Now we are going on to what I call the second boil.

Directions for Second Boil

Add the chicken to the stockpot, and ginger slices, and salt, add water to cover the bird until the water reaches about 3 inches from the rim of the pot. Place on stovetop over medium-high heat, bring to a boil. Then bring down heat to medium, and simmer for about 1 hour. Always check the pot, some stove's medium is really higher than normal, so watch that it does not over boil, just a simmer, if you need to turn it down to really low.

When this is done. Remove from heat. Let pot cool down for about 45 minutes uncovered. Then take out the bird, on to a cutting board. Save the liquid.

Take the whole chicken, and shreds the meat off of the bone, if you like add skin, if not, toss skin out for the kitty. Place shredded meat in a glass or stainless steel bowl uncovered. Plastic bowls tend to give off a funny aftertaste. 

If you have another large bowl that can handle 6 quarts of liquid, strain the broth of all bits of meat and scum into the bowl. If you have smaller bowls, use two or three and strain out the broth. Save the broth.

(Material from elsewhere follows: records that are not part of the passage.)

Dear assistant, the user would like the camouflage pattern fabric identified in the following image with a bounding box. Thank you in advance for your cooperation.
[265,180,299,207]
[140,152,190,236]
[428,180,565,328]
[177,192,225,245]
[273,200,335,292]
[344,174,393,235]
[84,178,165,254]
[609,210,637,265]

At this point, you can wash the large stockpot until ready to make your soup presentation.

INGREDIENTS CONT.

1 package shiitake mushrooms, rehydrated in hot water, and sliced wide.

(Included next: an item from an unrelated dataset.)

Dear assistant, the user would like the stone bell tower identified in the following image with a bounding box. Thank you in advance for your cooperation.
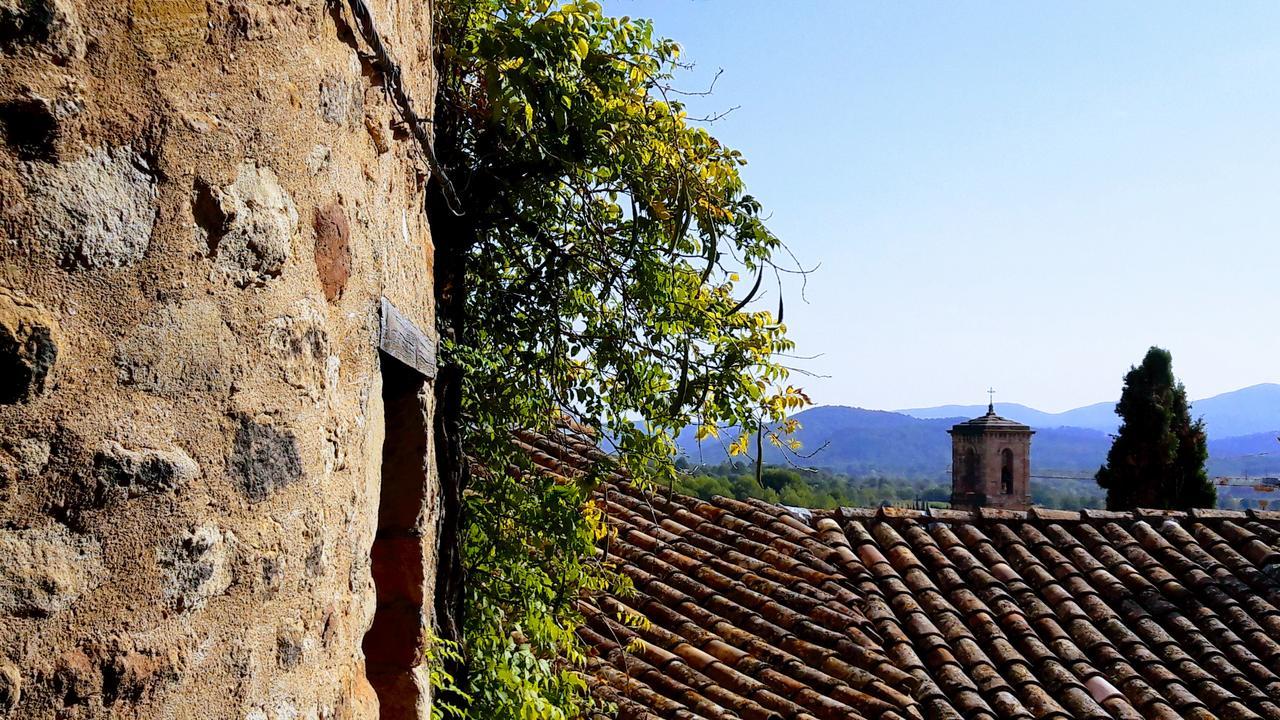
[947,404,1034,510]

1 bunch Napa cabbage, shredded

Table soy sauce (diners will share)

6 eggs scrambled, and sliced thin

1 bunch green onions chopped


Serving 6

Place 6 soup bowls on the table setting, in each bowl, add some shredded chicken, shiitake mushrooms, cabbage, soy sauce, few strips of eggs, and some green onions.

Bring strained broth back to stockpot, bring to a boil on medium-high heat, once boiling, turn off heat. Immediately spoon broth enough to cover each bowl. Garnish with more green onions.

This is a very light soup, and it should remain clear. An alternative will be to add some miso paste in the boiling of the cleared broth. The flavors will have hints of ginger, and of course chicken, with the shiitake mushrooms adding some earthly flavors and some texture as well.

Serve with some rice on the side, and maybe some pickled daikon, or pickled ginger, the sky is the limit.